You are viewing a plain text version of this content. The canonical link for it is here.
Posted to dev@vxquery.apache.org by Erandi Ganepola <er...@gmail.com> on 2017/08/03 18:21:15 UTC

VXQuery RESTful API: Measuring query execution time

Hi all,

As per the REST API specification [1], REST API operates in 2 steps.

1. Users will be sending a request which contains the query to be executed.
Then the REST API will compile the query and submit to hyracks to be
executed.
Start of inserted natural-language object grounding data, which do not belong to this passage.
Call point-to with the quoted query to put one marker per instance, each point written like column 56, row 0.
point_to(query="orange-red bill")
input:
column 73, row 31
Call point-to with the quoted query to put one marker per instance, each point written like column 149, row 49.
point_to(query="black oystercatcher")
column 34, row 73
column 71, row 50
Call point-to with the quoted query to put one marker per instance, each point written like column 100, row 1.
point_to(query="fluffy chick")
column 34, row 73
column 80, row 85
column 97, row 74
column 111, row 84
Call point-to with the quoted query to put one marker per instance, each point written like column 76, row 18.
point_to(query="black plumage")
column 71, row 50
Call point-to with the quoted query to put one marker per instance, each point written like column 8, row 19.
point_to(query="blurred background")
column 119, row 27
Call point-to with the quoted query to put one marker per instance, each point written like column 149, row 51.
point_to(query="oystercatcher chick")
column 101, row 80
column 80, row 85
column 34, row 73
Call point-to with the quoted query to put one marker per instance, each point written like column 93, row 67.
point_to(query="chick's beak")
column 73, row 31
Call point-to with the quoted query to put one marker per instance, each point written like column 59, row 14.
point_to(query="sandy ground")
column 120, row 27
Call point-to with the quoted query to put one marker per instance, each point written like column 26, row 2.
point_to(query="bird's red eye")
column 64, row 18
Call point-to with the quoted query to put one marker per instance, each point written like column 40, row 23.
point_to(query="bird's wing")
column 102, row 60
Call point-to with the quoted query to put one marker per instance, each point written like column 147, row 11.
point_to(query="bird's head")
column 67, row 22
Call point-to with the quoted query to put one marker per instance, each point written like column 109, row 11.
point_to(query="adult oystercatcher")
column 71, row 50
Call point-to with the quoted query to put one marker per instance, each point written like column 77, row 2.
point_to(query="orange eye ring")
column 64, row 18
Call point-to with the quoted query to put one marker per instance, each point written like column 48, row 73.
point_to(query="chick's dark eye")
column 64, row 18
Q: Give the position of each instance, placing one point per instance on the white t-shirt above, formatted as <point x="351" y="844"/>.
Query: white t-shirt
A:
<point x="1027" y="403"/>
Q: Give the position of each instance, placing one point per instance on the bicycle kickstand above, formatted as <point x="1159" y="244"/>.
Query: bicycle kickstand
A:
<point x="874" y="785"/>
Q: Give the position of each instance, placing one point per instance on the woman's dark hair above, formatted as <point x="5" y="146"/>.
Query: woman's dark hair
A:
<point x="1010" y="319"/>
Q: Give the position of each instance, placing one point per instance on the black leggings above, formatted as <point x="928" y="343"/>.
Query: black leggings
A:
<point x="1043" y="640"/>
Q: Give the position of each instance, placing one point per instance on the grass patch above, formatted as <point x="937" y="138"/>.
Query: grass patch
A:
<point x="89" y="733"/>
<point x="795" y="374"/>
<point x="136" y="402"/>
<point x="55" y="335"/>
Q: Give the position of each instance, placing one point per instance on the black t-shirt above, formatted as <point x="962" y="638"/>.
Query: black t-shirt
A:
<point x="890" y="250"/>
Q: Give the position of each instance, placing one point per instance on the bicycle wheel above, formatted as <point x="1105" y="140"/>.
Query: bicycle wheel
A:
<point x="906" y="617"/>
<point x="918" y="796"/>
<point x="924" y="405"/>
Once submitted, REST API returns a response containing
compilations time, Abstract Syntax Tree, Runtime Plan and etc to the user
along with a result ID which will later be used to fetch results by the
user.

2. User sends a request to the REST API with the *result ID *previously
received and the REST API will internally read the results from hyracks
corresponding to that result ID. Then return the results to the user.

Since there is no link between the time at which user submits the query and
the time at which the user reads results, we cannot measure the *time for
the query execution*. Previously, this measurement was done by vxquery
waiting for hyracks to complete query execution and fetch results.

When it comes to AsterixDB, they are using synchronous requests (submit
query and wait) in the REST API (Yes, they have an asynchronous version,
which doesn't measure execution time correctly since it is using an
executor service [2]. see the ASYNC execution path under it). As per my
understanding, what I have mentioned above are correct.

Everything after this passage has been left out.